Galloway took this approach when he launched the OE stand-down, which Parsons said happened every winter holiday season when most projects were slowed down or paused.

 

“We went over things that happened during the year and issues that came up and how we resolved them,” said Parsons. “It was a learning process. He wanted people to learn why he was doing certain things so they’d understand it.”

 

Parsons said the stand-down became so successful that the directorate began to include program managers and, then contractors. Parsons said the annual event continued growing, but soon went beyond the scope of Galloway’s original vision.

 

“Wayne told them, ‘Don’t do this.

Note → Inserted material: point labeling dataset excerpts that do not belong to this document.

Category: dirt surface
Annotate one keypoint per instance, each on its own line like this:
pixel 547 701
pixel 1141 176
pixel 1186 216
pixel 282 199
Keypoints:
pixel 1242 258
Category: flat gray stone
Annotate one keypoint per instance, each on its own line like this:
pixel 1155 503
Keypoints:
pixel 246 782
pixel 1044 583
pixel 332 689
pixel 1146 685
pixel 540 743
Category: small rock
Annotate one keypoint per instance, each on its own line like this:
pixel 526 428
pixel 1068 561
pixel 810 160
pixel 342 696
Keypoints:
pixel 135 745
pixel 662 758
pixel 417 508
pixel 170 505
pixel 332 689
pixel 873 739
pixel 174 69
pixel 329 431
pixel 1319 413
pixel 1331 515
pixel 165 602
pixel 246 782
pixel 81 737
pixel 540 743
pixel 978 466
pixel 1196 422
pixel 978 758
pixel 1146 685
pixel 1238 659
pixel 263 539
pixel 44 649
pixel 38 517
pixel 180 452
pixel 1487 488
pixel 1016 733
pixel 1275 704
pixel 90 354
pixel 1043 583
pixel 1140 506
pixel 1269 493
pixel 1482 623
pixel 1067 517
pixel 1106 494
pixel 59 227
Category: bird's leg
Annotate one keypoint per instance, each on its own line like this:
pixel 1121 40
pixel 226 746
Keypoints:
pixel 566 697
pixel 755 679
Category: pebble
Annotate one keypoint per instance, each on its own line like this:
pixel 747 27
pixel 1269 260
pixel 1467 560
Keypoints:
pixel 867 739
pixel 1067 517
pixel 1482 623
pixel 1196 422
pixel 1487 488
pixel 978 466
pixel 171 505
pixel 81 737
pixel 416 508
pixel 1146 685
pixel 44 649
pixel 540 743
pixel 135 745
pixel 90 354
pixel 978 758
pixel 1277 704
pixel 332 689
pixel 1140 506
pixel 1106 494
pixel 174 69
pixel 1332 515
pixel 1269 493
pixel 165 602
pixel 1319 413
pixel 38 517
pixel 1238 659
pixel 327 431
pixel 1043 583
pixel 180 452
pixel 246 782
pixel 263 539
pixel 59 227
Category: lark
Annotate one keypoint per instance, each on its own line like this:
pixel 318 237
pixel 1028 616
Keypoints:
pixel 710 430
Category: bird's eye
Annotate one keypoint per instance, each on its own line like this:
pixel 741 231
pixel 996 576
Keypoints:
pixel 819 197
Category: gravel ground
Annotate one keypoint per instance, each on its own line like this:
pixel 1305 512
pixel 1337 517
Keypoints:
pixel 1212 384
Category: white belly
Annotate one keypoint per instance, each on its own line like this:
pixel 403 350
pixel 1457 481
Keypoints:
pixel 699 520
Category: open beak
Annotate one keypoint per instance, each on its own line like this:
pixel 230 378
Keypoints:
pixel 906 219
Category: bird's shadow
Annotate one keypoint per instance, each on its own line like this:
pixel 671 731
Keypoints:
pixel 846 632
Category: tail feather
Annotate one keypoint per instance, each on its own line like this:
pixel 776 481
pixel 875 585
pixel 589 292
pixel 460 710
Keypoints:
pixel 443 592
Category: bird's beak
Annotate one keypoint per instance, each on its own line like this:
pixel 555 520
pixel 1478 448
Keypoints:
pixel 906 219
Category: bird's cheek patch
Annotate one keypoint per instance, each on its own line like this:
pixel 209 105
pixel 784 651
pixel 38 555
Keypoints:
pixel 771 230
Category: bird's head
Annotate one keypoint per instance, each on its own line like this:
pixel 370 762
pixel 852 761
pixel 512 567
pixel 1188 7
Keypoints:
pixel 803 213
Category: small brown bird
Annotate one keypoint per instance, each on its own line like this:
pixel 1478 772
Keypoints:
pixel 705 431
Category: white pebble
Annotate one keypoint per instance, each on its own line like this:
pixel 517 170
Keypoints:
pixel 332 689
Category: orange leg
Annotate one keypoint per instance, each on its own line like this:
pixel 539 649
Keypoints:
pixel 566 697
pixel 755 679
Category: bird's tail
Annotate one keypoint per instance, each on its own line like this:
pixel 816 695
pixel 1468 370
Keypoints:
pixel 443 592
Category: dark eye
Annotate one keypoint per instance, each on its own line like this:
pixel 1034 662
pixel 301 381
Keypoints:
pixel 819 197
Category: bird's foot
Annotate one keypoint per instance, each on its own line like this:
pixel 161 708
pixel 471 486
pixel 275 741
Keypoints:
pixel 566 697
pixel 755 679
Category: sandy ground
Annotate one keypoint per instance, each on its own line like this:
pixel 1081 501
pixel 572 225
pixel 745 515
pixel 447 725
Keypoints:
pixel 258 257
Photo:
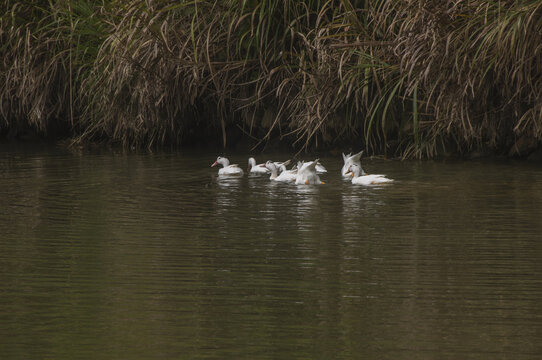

You’re going to make this too big,’” Parson said. “Two sessions later, headquarters cancelled it all.”

 

“That was one thing Wayne did: He had the innate ability to see what’s happening at the moment and predict what’s going to happen years down the road, or six months down the road with that particular action,” Parsons said.

 

In Parsons’ eyes, one of Galloway’s biggest accomplishments was starting the International Operations Center, which managed the disposal of ammunition overseas.

 

“He flew over and told them what they needed and built it all,” said Parsons. “He started it, conceived of it. At the time, it was captured enemy ammunition. It’s evolved since then, but he started it. He designated me the operations NCO for it.”

 

Before he joined Huntsville Center, Galloway served 26 years in uniform, which included service in the Marine Corps and in the Army, the latter of which he retired from as an explosives ordnance disposal senior noncommissioned officer.

 

“He originally got out of the Marine Corps because they wouldn’t send him back to Vietnam, so he joined the Army, and they sent him to Vietnam,” said Parsons, who himself served in the Army as an explosives ordnance disposal technician. “He wanted to be in Vietnam. He liked it. I think he had three tours. He was combat wounded – a Purple Heart recipient – and I’m sure he had some medals, but Wayne is not that kind of person. He never talked about that stuff.”

 

Parsons said Galloway was instead far more concerned with the missions at hand.

 

“Over 26 years there were so many things we battled, fought over – him and I – we did that a lot, but we were always friends – I mean, he was my boss,” said Parsons.

 

“The Corps of Engineers lost more knowledge than they will ever know,” Parsons added. “He was a good man. We have lost a lot.”